Brown fought the judges, but acknowledges that their intervention was “a very good thing. Without them, there’d be massive overcrowding.
“That’s proof of the wisdom of separation of powers,” he added. “The judiciary can stop a state from doing what it wants.”
Brown has been a lifelong opponent of the death penalty. But when there were ballot measures in 2012 and 2016 to abolish capital punishment, he didn’t endorse either and they lost. I asked him why at a Sacramento Press Club luncheon last week.
“The essence of leadership is knowing when to hold and when to fold, when to move forward and when to stay still,” he answered. “I’ve focused on reforming criminal justice.”
What Brown didn’t say was that in 2012 his “soak the rich” tax hike was on the ballot, and in 2016 he was pushing a proposition to overhaul criminal sentencing. He figured that wading into the death penalty fight might jeopardize his ballot propositions.
Brown’s a skilled political practitioner and as feisty at age 80 as he was when he first became governor at 36.
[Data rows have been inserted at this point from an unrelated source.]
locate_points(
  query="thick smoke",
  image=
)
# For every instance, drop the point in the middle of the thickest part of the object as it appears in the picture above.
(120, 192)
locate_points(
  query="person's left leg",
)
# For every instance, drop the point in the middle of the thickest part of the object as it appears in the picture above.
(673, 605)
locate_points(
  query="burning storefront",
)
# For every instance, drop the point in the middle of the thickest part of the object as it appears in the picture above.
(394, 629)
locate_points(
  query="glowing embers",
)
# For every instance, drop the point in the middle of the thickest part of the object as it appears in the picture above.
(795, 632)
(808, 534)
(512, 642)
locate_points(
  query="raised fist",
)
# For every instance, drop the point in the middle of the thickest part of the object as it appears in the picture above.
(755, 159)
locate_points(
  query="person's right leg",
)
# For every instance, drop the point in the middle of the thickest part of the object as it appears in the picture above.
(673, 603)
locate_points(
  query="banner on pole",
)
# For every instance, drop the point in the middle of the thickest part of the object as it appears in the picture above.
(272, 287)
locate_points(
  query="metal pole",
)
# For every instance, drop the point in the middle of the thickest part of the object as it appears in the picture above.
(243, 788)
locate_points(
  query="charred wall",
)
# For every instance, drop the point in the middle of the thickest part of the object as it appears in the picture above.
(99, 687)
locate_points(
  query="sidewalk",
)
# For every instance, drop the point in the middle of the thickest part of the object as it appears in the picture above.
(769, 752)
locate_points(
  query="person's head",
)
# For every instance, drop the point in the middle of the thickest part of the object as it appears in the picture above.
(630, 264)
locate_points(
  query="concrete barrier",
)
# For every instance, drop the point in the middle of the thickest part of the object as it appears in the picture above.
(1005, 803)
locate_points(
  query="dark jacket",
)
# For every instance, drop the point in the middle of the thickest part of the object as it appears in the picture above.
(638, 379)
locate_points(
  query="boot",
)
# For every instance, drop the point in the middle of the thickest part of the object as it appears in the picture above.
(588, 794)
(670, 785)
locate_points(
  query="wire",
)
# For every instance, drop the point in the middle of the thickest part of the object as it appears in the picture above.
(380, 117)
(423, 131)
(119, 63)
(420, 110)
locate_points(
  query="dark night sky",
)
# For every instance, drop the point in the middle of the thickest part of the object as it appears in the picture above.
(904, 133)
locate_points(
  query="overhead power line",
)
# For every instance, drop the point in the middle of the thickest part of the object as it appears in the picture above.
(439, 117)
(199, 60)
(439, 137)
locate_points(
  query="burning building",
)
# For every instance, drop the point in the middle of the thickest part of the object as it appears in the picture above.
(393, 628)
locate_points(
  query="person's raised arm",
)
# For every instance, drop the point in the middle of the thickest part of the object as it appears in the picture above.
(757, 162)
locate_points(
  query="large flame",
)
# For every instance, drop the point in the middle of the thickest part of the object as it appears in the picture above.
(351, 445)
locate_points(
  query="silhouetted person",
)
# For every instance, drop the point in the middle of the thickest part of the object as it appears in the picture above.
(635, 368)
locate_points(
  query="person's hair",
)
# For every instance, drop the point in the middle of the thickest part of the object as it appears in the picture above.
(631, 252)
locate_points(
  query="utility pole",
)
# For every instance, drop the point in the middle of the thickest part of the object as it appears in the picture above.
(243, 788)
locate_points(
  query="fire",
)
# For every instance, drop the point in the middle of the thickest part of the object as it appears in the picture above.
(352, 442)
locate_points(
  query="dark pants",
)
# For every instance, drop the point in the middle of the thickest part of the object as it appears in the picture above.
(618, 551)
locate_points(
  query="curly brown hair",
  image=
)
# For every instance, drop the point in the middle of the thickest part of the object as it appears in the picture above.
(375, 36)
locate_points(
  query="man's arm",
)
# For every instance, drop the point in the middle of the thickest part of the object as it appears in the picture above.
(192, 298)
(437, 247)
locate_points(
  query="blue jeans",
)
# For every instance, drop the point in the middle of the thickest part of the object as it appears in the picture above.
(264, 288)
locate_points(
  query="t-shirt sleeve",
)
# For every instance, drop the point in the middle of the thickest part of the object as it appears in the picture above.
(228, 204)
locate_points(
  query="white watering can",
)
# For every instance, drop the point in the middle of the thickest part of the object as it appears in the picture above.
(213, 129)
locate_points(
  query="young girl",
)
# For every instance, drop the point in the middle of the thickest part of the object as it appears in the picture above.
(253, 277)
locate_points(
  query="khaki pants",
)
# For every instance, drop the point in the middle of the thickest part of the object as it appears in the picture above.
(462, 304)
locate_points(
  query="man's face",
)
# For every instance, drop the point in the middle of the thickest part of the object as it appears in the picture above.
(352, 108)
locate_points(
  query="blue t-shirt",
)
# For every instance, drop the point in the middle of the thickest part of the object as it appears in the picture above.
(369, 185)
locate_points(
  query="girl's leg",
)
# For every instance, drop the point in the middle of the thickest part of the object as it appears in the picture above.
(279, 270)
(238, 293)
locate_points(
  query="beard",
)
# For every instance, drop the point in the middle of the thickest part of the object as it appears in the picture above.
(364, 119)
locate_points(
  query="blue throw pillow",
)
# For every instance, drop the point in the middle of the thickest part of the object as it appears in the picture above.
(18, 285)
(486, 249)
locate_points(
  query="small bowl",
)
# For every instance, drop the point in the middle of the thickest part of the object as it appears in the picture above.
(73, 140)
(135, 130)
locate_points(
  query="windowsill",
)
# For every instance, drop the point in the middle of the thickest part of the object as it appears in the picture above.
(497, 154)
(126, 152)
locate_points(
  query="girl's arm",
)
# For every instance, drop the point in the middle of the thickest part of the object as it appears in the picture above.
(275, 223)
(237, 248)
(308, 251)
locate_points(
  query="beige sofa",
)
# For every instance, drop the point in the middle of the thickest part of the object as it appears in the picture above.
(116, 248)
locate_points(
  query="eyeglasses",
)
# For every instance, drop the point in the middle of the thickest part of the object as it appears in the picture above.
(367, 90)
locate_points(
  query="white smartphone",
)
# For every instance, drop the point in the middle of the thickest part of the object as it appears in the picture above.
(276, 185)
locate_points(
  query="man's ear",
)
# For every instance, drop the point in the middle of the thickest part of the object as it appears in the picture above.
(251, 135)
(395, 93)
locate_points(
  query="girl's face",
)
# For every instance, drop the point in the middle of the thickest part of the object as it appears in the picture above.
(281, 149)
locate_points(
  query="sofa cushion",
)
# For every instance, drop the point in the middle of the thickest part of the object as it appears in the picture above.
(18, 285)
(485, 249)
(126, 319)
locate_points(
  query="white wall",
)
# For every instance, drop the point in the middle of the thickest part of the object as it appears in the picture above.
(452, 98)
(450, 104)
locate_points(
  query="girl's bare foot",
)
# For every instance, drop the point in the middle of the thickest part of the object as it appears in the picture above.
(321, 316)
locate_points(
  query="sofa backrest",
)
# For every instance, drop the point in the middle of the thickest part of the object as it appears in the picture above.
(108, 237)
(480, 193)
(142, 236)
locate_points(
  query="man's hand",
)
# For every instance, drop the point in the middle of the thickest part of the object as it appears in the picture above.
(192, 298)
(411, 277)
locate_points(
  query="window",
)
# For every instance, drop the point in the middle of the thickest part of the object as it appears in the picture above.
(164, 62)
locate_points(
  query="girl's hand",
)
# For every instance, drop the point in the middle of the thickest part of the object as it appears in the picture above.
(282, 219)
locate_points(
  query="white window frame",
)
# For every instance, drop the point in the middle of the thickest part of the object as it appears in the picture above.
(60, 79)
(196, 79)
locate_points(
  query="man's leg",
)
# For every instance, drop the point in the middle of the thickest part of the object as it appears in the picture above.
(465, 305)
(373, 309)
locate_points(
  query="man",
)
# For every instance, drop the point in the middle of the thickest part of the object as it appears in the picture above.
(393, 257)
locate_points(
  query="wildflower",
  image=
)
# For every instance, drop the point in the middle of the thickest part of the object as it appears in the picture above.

Asked at the press club about the fate of his embattled bullet train and Delta twin-tunnel projects after he’s gone, Brown answered without hesitation: “They will be built.” Gov.-elect Gavin Newsom wants to scale back both projects.
I asked Brown how the $77-billion bullet train — way over budget and far behind schedule — could possibly be paid for. “Easy,” he said: The federal government must kick in.
And the $17-billion water tunnels?
“Listen, George, I know you don’t like the tunnels,” he said. “But without the tunnels the Delta will die.”
It may die as a plumbing fixture, but not as a recreational haven and the largest estuary on the West Coast, a vital producer of salmon and steelhead.
There are Brown policies many of us don’t like. But he fully participated in the democratic process rather than use his family connections and talent to make a mint in the private sector.
He enjoyed public service and making a difference, instead of just complaining. For the civic contribution alone, he deserves an A.
And the unfailing entertainment will be missed.